Here's my old (15 years now) Axworthy system all setup and ready to string my 380 ft of crab pot line which is similar to parachute cord but thinner. 
The drive and pulleys are all mounted 25 ft off the ground in a large triangle that is above our cemetery in the woods.

I'll shoot some video after I get the line up and the ghosts attached.

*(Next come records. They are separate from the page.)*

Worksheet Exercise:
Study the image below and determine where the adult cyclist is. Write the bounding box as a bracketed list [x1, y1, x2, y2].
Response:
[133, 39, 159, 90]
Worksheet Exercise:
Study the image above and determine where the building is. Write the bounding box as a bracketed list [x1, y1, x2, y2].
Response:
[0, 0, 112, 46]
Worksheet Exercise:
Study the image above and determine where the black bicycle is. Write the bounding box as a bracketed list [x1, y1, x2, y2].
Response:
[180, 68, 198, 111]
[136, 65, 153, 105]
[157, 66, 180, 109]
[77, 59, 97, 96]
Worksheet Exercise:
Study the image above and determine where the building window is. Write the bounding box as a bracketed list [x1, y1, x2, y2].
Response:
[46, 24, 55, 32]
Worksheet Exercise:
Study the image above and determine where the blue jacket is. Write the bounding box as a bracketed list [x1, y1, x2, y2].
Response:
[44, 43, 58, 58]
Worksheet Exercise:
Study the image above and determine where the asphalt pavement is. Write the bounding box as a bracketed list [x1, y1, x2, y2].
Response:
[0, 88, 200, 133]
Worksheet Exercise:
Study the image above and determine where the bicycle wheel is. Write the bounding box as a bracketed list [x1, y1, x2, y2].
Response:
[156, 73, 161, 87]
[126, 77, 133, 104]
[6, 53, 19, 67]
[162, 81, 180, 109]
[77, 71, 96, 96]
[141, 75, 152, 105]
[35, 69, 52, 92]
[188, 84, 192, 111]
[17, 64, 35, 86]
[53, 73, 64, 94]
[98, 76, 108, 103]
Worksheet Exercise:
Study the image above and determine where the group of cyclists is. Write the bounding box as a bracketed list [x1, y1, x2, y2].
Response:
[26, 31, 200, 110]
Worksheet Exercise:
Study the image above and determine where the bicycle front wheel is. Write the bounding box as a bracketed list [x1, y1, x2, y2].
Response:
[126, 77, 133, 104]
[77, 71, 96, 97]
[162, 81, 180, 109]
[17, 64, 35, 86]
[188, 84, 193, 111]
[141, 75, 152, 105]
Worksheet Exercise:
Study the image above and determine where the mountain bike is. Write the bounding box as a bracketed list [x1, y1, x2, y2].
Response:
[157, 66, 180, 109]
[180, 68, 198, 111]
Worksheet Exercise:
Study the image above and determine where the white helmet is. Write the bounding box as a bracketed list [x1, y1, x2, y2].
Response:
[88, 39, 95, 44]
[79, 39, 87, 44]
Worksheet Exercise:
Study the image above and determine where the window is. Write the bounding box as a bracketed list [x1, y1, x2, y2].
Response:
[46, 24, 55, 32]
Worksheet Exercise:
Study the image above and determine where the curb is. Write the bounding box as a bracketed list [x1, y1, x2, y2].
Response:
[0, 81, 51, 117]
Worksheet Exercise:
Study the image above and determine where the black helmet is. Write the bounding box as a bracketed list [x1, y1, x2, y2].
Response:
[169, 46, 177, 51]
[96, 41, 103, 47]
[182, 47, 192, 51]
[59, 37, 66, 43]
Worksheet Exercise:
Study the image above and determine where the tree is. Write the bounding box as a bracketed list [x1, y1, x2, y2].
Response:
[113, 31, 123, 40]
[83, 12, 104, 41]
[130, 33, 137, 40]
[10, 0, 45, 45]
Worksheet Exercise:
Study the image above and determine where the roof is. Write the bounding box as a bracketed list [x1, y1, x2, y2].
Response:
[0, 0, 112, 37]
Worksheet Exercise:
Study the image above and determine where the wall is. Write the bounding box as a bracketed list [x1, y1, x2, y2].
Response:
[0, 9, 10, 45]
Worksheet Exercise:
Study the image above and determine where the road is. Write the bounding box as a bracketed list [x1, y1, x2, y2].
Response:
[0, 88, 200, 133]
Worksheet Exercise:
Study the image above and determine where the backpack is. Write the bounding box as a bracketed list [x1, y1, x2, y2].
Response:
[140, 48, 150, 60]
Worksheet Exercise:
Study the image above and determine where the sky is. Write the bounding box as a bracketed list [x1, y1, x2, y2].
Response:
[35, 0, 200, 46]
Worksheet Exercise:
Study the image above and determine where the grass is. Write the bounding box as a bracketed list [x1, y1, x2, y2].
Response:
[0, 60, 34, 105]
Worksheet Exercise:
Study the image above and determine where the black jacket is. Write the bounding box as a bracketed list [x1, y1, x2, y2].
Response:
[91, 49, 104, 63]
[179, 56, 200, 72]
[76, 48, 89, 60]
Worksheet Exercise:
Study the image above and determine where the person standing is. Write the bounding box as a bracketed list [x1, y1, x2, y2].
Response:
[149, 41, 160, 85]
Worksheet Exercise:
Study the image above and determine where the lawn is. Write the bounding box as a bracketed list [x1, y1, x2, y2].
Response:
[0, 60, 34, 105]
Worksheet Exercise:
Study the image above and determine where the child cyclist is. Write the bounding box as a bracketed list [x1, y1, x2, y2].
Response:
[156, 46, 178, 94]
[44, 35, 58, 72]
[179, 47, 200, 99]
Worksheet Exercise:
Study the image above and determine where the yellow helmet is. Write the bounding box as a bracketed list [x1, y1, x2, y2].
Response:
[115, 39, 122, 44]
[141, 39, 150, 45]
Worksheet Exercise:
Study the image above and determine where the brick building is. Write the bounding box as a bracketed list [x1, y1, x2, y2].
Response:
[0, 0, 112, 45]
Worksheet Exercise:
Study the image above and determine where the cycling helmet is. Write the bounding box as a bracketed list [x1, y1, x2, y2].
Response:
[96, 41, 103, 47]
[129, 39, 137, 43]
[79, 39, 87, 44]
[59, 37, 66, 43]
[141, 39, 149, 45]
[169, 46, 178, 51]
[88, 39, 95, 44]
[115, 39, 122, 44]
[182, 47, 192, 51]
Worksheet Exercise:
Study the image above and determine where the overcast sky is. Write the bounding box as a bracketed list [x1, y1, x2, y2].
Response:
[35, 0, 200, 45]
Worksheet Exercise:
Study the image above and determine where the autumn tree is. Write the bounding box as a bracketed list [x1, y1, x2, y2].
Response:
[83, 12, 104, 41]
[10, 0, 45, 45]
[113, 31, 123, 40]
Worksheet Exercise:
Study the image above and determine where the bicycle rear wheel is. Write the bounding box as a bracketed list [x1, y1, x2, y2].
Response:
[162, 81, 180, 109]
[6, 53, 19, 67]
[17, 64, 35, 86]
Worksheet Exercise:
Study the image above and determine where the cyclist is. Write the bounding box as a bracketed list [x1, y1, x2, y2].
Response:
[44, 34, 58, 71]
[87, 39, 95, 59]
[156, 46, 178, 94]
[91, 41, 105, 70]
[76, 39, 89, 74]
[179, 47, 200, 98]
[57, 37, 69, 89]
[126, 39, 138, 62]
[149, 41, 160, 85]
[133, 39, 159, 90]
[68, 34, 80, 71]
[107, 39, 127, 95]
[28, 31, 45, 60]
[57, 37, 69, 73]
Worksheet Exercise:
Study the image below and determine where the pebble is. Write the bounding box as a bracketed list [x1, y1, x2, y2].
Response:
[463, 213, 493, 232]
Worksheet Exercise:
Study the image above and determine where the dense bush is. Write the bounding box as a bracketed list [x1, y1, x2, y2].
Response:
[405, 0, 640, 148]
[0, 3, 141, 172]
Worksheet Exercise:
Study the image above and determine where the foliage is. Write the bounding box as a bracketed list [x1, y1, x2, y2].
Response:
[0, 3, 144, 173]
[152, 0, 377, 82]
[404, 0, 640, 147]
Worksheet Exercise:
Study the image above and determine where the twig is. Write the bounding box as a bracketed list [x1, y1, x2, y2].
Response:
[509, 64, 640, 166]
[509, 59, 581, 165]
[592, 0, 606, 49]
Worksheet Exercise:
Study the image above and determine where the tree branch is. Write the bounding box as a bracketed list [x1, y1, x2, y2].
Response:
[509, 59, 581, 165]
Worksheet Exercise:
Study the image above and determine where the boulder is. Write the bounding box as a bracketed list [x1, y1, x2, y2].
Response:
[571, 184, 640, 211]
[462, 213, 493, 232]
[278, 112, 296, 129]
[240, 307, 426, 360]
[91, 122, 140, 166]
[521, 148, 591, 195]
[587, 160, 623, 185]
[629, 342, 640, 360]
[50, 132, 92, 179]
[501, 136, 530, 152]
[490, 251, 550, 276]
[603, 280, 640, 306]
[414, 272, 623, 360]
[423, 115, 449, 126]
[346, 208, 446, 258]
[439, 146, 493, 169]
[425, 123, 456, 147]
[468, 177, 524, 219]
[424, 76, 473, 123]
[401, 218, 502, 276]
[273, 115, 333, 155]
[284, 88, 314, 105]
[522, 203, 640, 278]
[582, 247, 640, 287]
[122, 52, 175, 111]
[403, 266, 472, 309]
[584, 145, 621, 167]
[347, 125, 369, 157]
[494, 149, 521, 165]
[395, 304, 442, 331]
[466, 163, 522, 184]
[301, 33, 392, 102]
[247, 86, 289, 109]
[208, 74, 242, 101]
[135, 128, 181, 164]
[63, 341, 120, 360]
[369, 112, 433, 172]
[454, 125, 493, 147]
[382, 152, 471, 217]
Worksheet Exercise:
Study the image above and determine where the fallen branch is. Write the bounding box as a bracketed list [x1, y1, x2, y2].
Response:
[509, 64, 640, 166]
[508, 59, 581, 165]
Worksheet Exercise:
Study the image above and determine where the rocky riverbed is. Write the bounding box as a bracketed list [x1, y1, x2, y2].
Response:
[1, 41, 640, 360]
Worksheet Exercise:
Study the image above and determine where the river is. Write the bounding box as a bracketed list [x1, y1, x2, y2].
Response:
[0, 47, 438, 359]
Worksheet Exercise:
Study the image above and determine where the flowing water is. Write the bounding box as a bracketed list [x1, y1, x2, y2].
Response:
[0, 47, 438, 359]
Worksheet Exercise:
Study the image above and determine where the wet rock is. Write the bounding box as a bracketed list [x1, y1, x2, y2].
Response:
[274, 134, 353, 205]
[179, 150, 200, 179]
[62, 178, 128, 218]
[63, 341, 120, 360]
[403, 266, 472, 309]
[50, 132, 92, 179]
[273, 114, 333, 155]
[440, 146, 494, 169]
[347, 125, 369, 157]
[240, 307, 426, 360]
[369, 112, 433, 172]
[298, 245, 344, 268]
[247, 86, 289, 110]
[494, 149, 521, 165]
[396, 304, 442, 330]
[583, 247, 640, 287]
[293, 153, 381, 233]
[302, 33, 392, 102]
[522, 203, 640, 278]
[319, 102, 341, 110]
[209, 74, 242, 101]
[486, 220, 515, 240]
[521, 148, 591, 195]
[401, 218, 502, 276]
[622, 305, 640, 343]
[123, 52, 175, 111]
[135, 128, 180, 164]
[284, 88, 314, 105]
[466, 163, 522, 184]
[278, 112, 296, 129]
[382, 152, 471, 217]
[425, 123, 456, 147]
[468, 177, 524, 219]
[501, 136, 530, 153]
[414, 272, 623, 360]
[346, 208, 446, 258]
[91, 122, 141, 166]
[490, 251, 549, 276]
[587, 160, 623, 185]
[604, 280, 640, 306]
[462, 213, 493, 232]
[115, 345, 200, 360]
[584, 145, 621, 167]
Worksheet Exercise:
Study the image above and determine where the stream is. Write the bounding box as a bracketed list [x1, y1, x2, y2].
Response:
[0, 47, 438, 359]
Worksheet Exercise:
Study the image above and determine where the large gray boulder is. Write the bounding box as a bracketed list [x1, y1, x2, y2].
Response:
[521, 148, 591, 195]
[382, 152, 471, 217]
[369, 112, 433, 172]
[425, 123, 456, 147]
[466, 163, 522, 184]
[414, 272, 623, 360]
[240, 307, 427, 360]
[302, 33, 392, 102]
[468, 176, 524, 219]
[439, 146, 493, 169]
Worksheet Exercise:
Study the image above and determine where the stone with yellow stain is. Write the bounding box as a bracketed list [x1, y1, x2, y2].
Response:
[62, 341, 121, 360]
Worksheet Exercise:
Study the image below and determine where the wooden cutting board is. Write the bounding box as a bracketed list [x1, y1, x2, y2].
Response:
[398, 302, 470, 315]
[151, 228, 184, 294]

90 RPM AC Drive motor with step down pulleys and vacuum cleaner drive belt driving an old lawn mower wheel rim. All mounted on steel angles with a rotating arm and pully to tension the line.:










Remote Pulley #1 12" aluminum belt pulley 
with 16" aluminum serving plate attached:









Remote Pulley #2


----------



## [email protected] (Aug 25, 2012)

Lights camera action! Roll the video!


----------



## goneferal (Sep 8, 2010)

I wanna see video. What a great location.


----------



## HomeyDaClown (Oct 3, 2009)

Got the line up tonight just before dark. I'll get some video as soon as I get the ghosts attached and do a trial run.

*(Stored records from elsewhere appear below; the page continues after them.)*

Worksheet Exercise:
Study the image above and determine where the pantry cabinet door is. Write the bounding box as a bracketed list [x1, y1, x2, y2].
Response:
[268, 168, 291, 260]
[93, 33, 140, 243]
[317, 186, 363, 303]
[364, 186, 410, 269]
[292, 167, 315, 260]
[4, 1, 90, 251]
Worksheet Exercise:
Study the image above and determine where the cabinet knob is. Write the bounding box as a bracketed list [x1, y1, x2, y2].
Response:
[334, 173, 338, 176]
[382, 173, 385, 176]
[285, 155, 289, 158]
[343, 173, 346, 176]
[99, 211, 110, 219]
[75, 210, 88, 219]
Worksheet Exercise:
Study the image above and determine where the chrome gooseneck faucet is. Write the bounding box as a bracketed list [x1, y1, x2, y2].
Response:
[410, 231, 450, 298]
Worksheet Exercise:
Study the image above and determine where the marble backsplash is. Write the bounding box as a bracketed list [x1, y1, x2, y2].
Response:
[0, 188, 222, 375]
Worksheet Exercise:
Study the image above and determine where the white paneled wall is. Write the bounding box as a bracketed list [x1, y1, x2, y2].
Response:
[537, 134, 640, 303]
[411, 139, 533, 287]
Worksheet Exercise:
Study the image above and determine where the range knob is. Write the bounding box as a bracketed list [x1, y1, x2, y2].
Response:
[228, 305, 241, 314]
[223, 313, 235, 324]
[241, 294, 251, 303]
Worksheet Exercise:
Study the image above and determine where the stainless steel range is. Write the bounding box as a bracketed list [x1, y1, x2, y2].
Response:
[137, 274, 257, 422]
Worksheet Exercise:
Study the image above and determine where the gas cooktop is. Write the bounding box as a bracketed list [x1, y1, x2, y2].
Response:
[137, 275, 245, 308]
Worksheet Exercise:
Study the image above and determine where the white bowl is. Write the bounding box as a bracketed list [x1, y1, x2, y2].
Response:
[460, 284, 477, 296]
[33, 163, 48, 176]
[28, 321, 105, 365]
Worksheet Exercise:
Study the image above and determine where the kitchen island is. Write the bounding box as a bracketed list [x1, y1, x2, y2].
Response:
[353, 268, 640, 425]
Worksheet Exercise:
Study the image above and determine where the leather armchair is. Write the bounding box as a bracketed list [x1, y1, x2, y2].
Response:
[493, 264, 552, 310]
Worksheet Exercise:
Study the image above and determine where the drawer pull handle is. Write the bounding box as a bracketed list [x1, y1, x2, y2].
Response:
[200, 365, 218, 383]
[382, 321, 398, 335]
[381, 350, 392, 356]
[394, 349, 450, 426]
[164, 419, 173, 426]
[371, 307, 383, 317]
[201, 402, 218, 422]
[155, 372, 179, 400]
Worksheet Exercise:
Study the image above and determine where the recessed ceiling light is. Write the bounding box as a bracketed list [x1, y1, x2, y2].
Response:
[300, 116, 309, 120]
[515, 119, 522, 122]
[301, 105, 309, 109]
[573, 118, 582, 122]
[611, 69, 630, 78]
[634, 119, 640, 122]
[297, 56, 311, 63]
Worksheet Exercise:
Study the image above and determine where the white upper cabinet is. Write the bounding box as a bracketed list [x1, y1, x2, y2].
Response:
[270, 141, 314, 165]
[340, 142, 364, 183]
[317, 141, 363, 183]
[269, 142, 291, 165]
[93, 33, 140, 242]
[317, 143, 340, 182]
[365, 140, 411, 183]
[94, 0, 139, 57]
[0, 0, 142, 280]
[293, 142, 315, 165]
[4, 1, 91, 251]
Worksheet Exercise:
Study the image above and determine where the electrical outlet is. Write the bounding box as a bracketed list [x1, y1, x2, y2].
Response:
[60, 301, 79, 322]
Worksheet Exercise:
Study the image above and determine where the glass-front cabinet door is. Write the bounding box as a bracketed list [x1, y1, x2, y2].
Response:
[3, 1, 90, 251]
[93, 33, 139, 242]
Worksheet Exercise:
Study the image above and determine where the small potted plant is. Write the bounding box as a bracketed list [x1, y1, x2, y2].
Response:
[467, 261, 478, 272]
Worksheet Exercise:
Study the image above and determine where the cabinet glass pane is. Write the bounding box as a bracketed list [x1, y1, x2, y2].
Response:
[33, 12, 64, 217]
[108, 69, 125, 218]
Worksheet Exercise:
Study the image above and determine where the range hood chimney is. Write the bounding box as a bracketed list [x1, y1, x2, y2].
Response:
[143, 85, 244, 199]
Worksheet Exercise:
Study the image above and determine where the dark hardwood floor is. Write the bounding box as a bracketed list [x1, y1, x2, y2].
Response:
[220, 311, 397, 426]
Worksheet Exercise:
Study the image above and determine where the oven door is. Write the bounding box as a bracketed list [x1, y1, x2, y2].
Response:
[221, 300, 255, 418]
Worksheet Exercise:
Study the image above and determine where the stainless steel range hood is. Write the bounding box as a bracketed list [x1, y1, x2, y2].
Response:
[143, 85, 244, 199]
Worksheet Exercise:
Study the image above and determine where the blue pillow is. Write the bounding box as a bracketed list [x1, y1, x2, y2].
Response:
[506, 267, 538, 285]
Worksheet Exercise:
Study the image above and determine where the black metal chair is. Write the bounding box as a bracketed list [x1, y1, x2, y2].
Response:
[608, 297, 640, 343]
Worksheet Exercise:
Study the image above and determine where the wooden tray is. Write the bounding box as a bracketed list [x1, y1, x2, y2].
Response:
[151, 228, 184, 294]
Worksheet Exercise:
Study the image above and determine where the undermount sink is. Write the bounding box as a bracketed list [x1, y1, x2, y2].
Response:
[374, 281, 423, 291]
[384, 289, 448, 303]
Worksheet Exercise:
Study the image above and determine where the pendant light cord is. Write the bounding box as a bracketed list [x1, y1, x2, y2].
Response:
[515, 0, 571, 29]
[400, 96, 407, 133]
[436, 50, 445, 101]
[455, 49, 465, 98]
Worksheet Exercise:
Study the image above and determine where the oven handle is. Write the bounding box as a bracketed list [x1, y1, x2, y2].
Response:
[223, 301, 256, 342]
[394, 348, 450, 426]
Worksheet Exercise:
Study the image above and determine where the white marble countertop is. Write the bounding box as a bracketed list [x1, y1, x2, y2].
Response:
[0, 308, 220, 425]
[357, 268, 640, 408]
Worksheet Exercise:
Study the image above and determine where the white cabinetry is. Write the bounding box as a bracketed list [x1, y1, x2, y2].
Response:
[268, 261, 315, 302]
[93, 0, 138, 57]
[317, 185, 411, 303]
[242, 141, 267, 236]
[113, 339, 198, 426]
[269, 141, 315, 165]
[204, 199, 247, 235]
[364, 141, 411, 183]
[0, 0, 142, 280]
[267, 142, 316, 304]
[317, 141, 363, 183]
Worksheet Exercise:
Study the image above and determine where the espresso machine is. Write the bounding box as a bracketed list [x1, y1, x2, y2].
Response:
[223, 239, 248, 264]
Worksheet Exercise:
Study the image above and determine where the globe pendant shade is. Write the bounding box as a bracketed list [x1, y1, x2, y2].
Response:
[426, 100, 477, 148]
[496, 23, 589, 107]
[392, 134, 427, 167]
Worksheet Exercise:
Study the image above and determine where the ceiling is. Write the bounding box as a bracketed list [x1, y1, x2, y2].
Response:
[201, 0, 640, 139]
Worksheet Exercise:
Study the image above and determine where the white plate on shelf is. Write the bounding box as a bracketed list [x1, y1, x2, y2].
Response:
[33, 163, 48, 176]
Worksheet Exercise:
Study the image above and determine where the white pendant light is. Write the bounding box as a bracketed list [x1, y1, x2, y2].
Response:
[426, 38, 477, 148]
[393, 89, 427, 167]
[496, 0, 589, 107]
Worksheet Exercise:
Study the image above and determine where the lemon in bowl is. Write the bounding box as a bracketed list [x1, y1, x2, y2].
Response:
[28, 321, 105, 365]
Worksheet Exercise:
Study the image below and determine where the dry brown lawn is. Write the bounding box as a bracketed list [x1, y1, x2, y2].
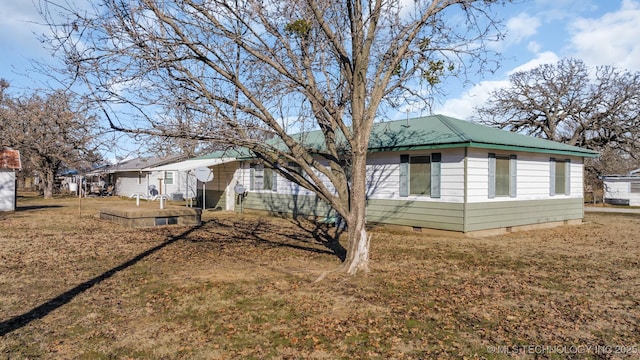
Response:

Yeah we like our woods, we're pretty much surrounded by trees and our haunted trail runs a big loop though the back woods.


----------



## goneferal (Sep 8, 2010)

Duh, i see Ohio now. I'm from chicago and miss the colorful fall trees and the dense forests. Don't miss the humidity though. I can't wait to see the video.


----------



## HomeyDaClown (Oct 3, 2009)

Ok, Finally got some time to finish the setup. It seems every time I get started on a project it's either pouring down rain or dark...that's Ohio for ya.

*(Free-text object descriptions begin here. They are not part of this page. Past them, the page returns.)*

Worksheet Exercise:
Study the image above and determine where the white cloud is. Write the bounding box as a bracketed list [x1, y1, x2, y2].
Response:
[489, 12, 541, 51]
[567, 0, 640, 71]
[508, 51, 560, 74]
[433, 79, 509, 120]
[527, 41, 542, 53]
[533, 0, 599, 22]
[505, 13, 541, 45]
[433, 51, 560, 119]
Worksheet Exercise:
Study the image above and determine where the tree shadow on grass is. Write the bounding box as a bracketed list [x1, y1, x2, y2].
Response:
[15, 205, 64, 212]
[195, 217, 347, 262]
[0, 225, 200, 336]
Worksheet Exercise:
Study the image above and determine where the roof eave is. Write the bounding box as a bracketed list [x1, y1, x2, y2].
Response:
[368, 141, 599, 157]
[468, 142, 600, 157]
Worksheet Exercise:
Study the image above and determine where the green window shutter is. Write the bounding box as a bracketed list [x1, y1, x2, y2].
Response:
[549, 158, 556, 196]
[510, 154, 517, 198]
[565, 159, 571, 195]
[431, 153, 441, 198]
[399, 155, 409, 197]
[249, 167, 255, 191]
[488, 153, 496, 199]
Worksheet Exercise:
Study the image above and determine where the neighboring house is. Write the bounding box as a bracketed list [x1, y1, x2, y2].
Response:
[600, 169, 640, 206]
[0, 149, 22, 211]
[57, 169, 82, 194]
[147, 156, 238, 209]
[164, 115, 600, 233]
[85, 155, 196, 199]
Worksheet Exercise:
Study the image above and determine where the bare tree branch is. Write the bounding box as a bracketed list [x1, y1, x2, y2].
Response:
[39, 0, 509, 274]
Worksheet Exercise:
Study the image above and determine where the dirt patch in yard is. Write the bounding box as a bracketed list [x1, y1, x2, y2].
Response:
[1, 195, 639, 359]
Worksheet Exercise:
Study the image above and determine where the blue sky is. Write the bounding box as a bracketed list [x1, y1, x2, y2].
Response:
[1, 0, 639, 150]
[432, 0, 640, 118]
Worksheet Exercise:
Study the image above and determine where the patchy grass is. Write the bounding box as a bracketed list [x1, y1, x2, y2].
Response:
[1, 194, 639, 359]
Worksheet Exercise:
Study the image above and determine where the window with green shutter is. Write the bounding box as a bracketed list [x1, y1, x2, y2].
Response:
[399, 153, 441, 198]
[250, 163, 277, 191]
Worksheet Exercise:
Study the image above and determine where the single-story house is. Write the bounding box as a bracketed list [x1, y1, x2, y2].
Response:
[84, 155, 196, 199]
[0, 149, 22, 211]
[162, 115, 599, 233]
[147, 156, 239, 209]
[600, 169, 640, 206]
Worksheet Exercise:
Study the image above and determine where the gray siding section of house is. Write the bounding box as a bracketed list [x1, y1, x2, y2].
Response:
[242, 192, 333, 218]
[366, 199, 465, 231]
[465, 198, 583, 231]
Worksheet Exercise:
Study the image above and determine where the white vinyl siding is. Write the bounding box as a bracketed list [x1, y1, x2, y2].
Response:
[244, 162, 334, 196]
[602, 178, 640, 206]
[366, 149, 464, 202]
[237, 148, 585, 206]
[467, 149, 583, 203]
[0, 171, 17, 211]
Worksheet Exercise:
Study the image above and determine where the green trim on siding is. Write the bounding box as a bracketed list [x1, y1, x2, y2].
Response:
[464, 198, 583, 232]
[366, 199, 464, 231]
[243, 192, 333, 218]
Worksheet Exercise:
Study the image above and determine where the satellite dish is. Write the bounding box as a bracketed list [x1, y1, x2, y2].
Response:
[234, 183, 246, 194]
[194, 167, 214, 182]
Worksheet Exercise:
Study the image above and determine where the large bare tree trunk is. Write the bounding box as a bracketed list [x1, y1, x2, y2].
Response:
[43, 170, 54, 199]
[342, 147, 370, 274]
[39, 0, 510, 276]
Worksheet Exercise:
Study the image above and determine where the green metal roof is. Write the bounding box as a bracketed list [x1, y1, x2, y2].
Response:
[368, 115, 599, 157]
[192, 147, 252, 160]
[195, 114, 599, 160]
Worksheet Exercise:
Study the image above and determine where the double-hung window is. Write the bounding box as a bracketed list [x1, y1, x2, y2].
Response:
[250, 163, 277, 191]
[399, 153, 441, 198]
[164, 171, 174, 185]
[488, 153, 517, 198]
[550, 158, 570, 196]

So anyway got four ghosts hung and crankin today. Ran it for a 4 hour burn-in straight with no problems at all and shot the video.


----------



## RoxyBlue (Oct 6, 2008)

There appears to be an issue with your YouTube link, Homey.


----------



## HomeyDaClown (Oct 3, 2009)

Yeah, I know. the embed is not working.

Stinkin youtu.be instead of youtube


----------



## RoxyBlue (Oct 6, 2008)

If you were still signed into your YouTube account when you copied the URL, that can cause a problem with embedding. Don't know why, but I've seen it happen more than once.


----------



## HomeyDaClown (Oct 3, 2009)

*I already got it...thanks*

Youtube chenges the link to youtu.be\ instead of youtube.com\watch= when you are logged in.


----------